Accrol Group Holdings plc (LON:ACRL) is the topic of conversation when Zeus Capital’s Head of Research Mike Allen caught up with DirectorsTalk for an exclusive interview.
Q1: It sounds like the acquisition of John Dale Limited was a good move from the Accrol Group. What did you take from the update?
A1: We think it’s a positive move, I think this acquisition executes on its stated strategic goal to expand its presence in the household and personal hygiene market. This deal also takes the company into the high growth wet wipes segments of the market as well for the first time and we think that’s a complimentary product range, it’s a natural extension of its product range. I think the consideration, which is £3.9 million and funded from existing cash resources shows very good value as well.
The acquisition includes a 47,000 square foot production facility and the business generated revenues of about £6 million and 0.6 of EBITDA so that’s a multiple of about 6.5 EBITDA, which provides them obviously with a big production facility but also into a new growth market.
Q2: Have you had to make any changes to your forecast on the back of this?
A2: Obviously, we’re very close to the company year-end at the moment so all we’ve done is put in the consideration, we’ve accounted for that, but we haven’t made any earnings adjustments on the back of it.
I’d like to think longer term, this acquisition will realise some good operational synergies, both on the revenue side and on the cost side but we’ll review that post year-end.
Q3: So, what your thoughts on Accrol Group in terms of evaluation?

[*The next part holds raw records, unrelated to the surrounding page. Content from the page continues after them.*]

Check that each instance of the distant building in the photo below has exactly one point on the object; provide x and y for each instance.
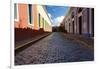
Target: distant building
(80, 21)
(30, 20)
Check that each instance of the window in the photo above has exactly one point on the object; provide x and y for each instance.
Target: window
(30, 18)
(16, 17)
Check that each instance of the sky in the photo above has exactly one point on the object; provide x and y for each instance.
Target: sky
(56, 13)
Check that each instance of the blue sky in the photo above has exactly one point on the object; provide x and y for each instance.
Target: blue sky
(56, 13)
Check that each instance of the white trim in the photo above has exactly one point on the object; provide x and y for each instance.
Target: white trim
(32, 20)
(17, 12)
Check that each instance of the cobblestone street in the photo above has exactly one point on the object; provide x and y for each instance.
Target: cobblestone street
(55, 48)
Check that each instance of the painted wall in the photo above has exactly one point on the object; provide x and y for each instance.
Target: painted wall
(45, 22)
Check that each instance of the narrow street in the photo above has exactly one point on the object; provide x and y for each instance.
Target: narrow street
(54, 48)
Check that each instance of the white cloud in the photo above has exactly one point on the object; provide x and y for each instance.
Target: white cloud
(49, 15)
(57, 20)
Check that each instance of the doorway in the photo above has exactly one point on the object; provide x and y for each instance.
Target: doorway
(80, 25)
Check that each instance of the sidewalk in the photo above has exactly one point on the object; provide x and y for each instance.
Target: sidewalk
(86, 41)
(24, 43)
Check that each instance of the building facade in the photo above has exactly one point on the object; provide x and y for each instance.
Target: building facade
(30, 20)
(80, 21)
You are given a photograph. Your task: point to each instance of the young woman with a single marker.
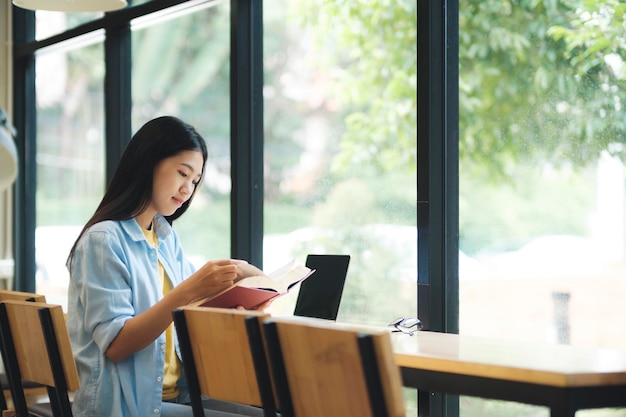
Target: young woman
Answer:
(128, 273)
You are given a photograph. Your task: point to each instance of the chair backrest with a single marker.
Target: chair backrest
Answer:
(224, 357)
(21, 296)
(322, 368)
(36, 347)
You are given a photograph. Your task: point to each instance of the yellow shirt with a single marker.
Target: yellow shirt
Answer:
(172, 370)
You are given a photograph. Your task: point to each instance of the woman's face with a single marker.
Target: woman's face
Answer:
(175, 179)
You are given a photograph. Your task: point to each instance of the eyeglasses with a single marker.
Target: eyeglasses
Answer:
(407, 325)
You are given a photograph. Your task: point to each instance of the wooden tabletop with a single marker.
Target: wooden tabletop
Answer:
(546, 364)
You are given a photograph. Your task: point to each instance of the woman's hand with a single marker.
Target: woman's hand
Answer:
(212, 277)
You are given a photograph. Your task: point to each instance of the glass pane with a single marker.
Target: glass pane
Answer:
(340, 147)
(542, 177)
(340, 121)
(53, 23)
(70, 157)
(181, 68)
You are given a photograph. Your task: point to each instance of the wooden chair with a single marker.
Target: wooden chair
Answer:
(35, 346)
(322, 368)
(31, 389)
(224, 357)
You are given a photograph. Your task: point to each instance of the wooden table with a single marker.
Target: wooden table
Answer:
(563, 378)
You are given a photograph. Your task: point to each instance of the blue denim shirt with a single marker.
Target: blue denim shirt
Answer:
(113, 277)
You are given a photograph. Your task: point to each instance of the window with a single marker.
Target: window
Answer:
(541, 177)
(70, 155)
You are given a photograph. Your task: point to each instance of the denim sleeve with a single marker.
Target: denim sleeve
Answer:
(103, 282)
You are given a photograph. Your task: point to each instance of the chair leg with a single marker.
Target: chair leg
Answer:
(58, 394)
(189, 363)
(255, 339)
(278, 369)
(372, 375)
(9, 356)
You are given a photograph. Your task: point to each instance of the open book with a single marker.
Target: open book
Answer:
(252, 291)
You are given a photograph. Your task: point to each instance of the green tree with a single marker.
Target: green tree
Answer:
(370, 46)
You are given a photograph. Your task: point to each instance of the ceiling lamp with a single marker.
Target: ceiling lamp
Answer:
(8, 152)
(71, 6)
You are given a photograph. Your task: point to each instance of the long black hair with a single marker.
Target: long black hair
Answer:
(130, 190)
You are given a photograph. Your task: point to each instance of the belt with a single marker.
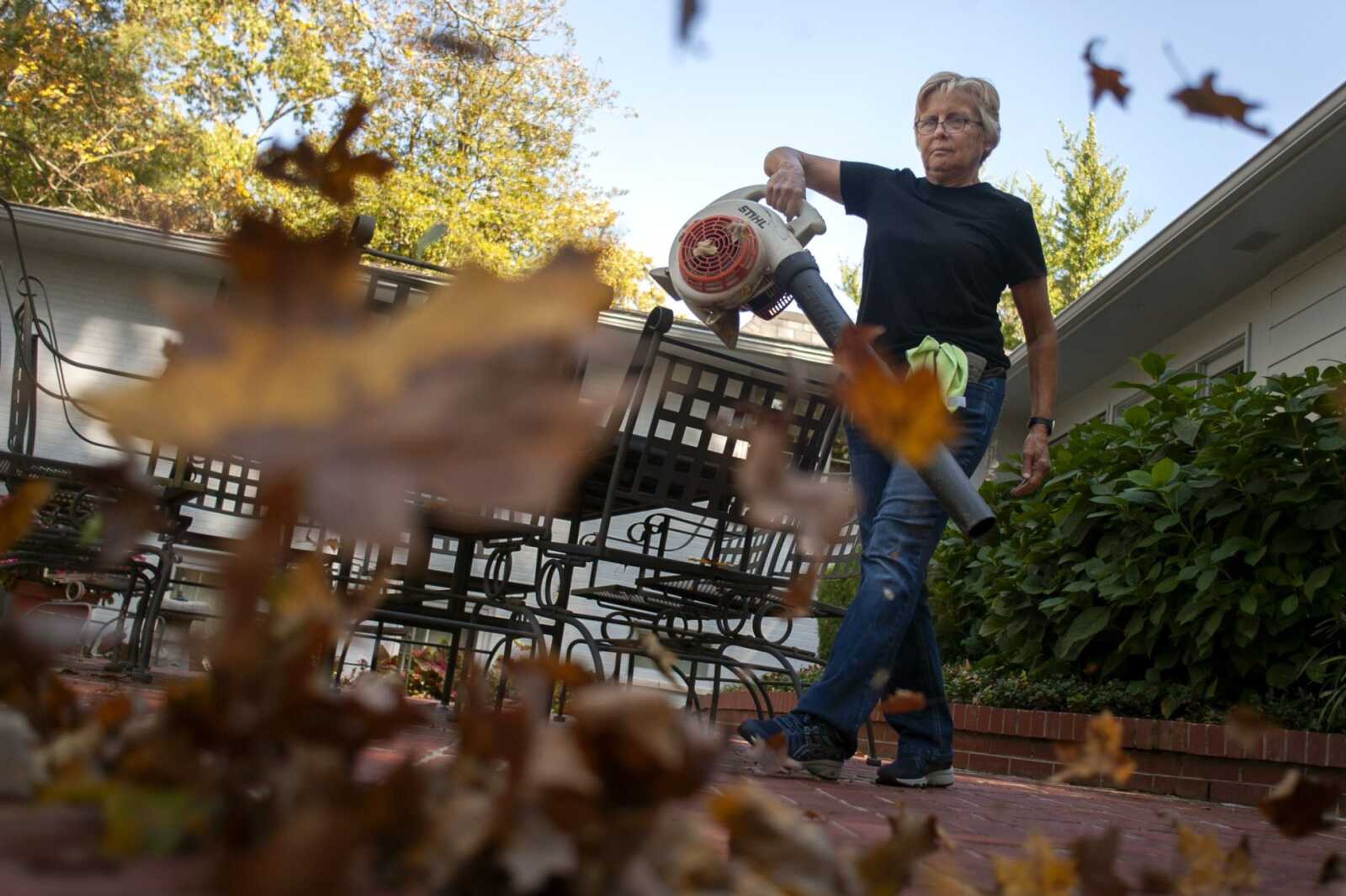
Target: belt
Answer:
(978, 369)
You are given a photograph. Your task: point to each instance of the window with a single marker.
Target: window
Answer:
(1119, 409)
(1225, 360)
(1229, 358)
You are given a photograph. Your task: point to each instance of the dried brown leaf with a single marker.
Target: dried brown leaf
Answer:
(1208, 871)
(688, 13)
(664, 658)
(462, 46)
(132, 514)
(1206, 101)
(1104, 80)
(888, 868)
(1297, 805)
(333, 173)
(645, 750)
(1100, 754)
(940, 876)
(769, 839)
(779, 496)
(29, 685)
(902, 701)
(1096, 859)
(1247, 726)
(1038, 872)
(772, 754)
(1332, 871)
(17, 513)
(469, 396)
(799, 595)
(328, 837)
(906, 416)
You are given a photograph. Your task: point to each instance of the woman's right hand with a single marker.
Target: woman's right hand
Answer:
(785, 189)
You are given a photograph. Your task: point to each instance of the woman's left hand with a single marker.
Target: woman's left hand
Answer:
(1037, 463)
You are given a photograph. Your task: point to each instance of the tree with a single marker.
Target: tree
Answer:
(851, 279)
(1083, 231)
(174, 99)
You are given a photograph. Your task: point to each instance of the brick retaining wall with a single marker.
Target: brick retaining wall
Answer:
(1181, 759)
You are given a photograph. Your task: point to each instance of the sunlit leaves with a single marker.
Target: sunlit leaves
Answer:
(902, 701)
(18, 510)
(1038, 872)
(334, 171)
(1204, 100)
(1099, 756)
(1104, 80)
(779, 496)
(468, 398)
(906, 416)
(1298, 804)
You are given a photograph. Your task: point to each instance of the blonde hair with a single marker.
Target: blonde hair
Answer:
(983, 95)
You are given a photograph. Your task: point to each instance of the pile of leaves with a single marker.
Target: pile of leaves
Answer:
(1197, 541)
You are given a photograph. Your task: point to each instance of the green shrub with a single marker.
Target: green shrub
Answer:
(836, 592)
(1197, 543)
(1017, 689)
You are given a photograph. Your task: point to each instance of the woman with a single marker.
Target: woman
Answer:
(939, 253)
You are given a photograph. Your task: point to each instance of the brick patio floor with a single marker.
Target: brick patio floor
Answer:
(984, 814)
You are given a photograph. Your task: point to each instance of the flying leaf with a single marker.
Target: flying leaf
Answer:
(469, 398)
(889, 867)
(941, 876)
(462, 46)
(1247, 726)
(902, 701)
(664, 658)
(1332, 871)
(1297, 805)
(333, 173)
(1038, 872)
(688, 13)
(1100, 754)
(1104, 80)
(1096, 859)
(433, 235)
(134, 512)
(779, 496)
(906, 416)
(1208, 871)
(18, 509)
(643, 747)
(1206, 101)
(768, 836)
(772, 754)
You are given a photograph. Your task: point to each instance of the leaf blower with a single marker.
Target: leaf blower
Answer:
(740, 255)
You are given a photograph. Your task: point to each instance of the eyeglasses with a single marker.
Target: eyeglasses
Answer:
(953, 124)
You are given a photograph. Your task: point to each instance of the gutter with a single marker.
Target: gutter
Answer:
(699, 334)
(1240, 186)
(81, 225)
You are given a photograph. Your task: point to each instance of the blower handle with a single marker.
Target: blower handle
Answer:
(805, 226)
(799, 275)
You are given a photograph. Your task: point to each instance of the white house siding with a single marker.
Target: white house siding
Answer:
(103, 315)
(1293, 318)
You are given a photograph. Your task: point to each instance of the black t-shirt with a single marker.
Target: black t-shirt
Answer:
(937, 259)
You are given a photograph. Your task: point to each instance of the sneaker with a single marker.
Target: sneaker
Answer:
(915, 772)
(812, 743)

A3: I think, from a valuation perspective at the moment, we’re still pretty confident the company can emerge as a £35/40 million EBITDA business and that would imply above average growth as it diversifies into other categories, obviously with this acquisition and the acquisition of the tissue company as well.
At the moment the shares are trading on a PE of about 13 times to April 2022, falling to 11.8 times in 2023. If you look at it on an EV/EBITDA basis, just accounting for the bank debt on the net debt, EV/EBITDA is under eight times in 2022, which we think is very good value for a business that is very well managed and obviously looking to expand further from a growth and M&A perspective.
So, we think the valuation is cheap at the moment given the expertise of the management team and the growth opportunities ahead.